Em Partida, atriz viaja de ônibus até o Uruguai para tentar falar com ex-presidente Mujica

Caco Ciocler dirige o documentário repleto de afeto, ficção e aposta na política como ato de amor

Georgette Fadel é diretora e atriz. Assim como tantos outros de sua profissão ligados à esquerda, viu a chegada do governo Bolsonaro ao poder como uma ameaça à democracia – muito antes de atos contra o STF ou de famigeradas ameaças às eleições de 2022. Partida, documentário híbrido que tem Georgette como protagonista, é uma resposta à ameaça fascista que se instaurou no Brasil.

O longa-metragem tem como premissa unir, em uma viagem de ônibus, uma pequena trupe de atores e cineastas que vão tentar encontra com Pepe Mujica em 31 de dezembro 2018, o último dia antes de Jair Bolsonaro subir a rampa do Planalto.

Mujica foi presidente do Uruguai entre 2010 e 2015, saindo do governo com alto índice de aprovação. O uruguaio até hoje é louvado pelas esquerdas mundiais, sendo apontado como um dos políticos mais coerentes da atualidade. Por tanta fama e carisma, Mujica é muito requisitado – tanto por turistas que tentam visitá-lo na chácara onde vive, na área rural de Montevidéu, como por convites para palestras e eventos. Registros de suas falas pululam pela web. Em diversos desses vídeos, ouvimos reiteradamente uma metáfora que ele usa para explicar de forma simples o capitalismo.

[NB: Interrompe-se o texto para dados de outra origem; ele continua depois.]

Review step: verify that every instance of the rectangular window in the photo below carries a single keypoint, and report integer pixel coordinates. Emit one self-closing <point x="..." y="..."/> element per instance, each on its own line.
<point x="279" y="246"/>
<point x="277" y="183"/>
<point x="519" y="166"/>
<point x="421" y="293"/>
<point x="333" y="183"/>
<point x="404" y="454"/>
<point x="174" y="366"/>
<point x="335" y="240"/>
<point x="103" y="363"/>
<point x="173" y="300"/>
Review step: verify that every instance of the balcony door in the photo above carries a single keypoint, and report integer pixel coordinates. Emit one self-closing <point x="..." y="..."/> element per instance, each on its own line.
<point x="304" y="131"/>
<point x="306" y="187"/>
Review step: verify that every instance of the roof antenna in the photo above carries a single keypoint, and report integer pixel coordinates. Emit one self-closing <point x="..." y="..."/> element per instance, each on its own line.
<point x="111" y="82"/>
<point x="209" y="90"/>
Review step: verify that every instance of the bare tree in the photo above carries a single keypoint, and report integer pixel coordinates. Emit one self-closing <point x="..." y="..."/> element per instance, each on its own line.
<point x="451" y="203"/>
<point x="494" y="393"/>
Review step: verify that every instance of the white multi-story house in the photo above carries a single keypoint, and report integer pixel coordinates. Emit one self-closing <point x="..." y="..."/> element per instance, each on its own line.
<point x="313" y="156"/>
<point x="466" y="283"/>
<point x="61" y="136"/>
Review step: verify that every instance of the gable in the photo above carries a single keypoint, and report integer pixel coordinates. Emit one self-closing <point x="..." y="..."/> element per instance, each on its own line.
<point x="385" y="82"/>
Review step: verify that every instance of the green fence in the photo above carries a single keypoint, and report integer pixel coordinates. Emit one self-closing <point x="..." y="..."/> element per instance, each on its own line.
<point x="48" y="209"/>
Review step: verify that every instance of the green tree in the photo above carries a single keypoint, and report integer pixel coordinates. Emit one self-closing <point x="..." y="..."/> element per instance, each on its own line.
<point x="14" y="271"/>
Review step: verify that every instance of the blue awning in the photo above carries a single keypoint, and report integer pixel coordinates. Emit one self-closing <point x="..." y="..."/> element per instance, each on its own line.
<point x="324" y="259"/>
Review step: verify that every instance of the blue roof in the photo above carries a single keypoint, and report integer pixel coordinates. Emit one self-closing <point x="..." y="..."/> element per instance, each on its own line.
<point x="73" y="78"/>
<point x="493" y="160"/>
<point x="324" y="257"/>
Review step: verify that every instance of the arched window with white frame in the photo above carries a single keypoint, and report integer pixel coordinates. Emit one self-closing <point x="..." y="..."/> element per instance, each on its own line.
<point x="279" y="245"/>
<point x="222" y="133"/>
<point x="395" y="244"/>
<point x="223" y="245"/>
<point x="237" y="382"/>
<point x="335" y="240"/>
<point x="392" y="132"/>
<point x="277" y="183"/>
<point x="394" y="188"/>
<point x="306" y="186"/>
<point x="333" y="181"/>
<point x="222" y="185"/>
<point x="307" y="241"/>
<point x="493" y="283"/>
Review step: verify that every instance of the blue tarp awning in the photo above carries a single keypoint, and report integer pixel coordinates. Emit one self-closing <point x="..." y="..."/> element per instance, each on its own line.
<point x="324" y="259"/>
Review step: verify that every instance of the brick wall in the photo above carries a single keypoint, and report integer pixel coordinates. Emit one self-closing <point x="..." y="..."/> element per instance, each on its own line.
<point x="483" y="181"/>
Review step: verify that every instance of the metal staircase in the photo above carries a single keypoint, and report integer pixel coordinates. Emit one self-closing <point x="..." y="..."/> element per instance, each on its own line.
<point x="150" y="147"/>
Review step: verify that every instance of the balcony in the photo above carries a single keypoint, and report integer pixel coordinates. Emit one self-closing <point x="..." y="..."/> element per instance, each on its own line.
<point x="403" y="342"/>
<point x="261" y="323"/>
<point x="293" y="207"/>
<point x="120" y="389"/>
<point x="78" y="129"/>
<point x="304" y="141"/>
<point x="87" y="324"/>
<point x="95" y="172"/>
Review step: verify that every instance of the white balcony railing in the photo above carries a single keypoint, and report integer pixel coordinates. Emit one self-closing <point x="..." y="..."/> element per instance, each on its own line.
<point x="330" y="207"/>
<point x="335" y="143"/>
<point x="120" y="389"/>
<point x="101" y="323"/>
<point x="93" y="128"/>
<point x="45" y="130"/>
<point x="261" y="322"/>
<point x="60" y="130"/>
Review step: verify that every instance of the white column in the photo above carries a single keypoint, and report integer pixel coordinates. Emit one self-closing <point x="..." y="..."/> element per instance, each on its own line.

Ele diz que o trabalho é a venda do tempo de vida de uma pessoa; que o lucro, é a exploração dessa vida; e que a única coisa que o dinheiro não pode comprar, é, justamente, o tempo de vida.

Por ser uma metáfora muito simples e potente, muita gente repete por aí a ideia do tempo de vida e do lucro no capitalismo. É o caso de Georgette, que a reitera diversas vezes ao longo da viagem para o Uruguai. É que a atriz precisa achar argumentos para defender suas ideias, já que um dos passageiros no ônibus é Léo Steinbruch, ator mais à direita do espectro político.

Enquanto descemos a estrada em busca de Mujica, vamos entendendo que o propósito do filme é também o de lançar a candidatura de Georgette para a Presidência da República em um partido que virá a se chamar Partida, uma alusão aos movimentos identitários que estão tão em voga nas discussões atuais. Se a candidatura é falsa ou não, não sabemos. O filme faz questão em deixar claro que muito do que vemos ali é ficção, mas o faz misturando as coisas. Léo, como antagonista, é o motriz para colocar na tela a fala política da protagonista. Porque ele faz os questionamentos do censo comum sobre o que é ser de esquerda, comunista, utópico. Um dos pontos altos do filme é justamente quando Georgette e Léo discutem aos berros por seus ideais.

Embora não haja nada de novo na mistura entre ficção e documentário, Caco Ciocler, o diretor, o faz com alguma maestria. A dúvida acerca do que é e não é real em Partida surge em muitos momentos para nos fazer pensar sobre até onde vão os afetos e a intolerância para com outras ideias. A briga de Georgette e Léo é um dos ápices do filme porque nos coloca frente a frente com a violência, mesmo que apenas verbal. Protagonista e antagonista, aqui, estão em campos opostos, mas são ambos atores de teatro e cinema, são ambos colegas das artes. E por isso que é importante vermos essa discussão sem entender exatamente do que se trata, porque antes de tudo há afeto entre eles. E assim dói mais de ver.

Caco Ciocler, mais conhecido por sua atuação como ator em papéis para a TV Globo, estreia na direção de cinema com o Partida. Faz um filme repleto de amor e política, colocando o benquerer entre os integrantes dessa trupe em primeiro plano e trazendo, no final, um raro momento de beleza política e afetiva.

Partida é um dos tantos filmes que vêm tentando fazer uma radiografia do atual momento político brasileiro. Desde o impeachment de Dilma Rousseff, em 2016, um monte deles desembarcou nas telas. O Processo, de Maria Augusta Ramos; Democracia em Vertigem, de Petra Costa; Alvorada, de Anna Muylaert e Lô Politi, são alguns exemplos. Partida, contudo, parece ser o único que aponta para algum lugar. Seus filmes irmãos pareciam, todos, embotados pelo fracasso e horror, inertes ao observar o naufrágio. O longa de Ciocler pode não saber exatamente para onde está indo, mas vai com muito vigor para esse lugar obscuro, mesmo que para sua protagonista não tenha significado nada tê-lo feito. É o que Georgette confessa para seu diretor, emocionada por ter participado do projeto, mas sem de fato entendê-lo como algo capaz de mudar um pouco esse mundo capitalista.

Disponível para assinantes na Amazon Prime Video.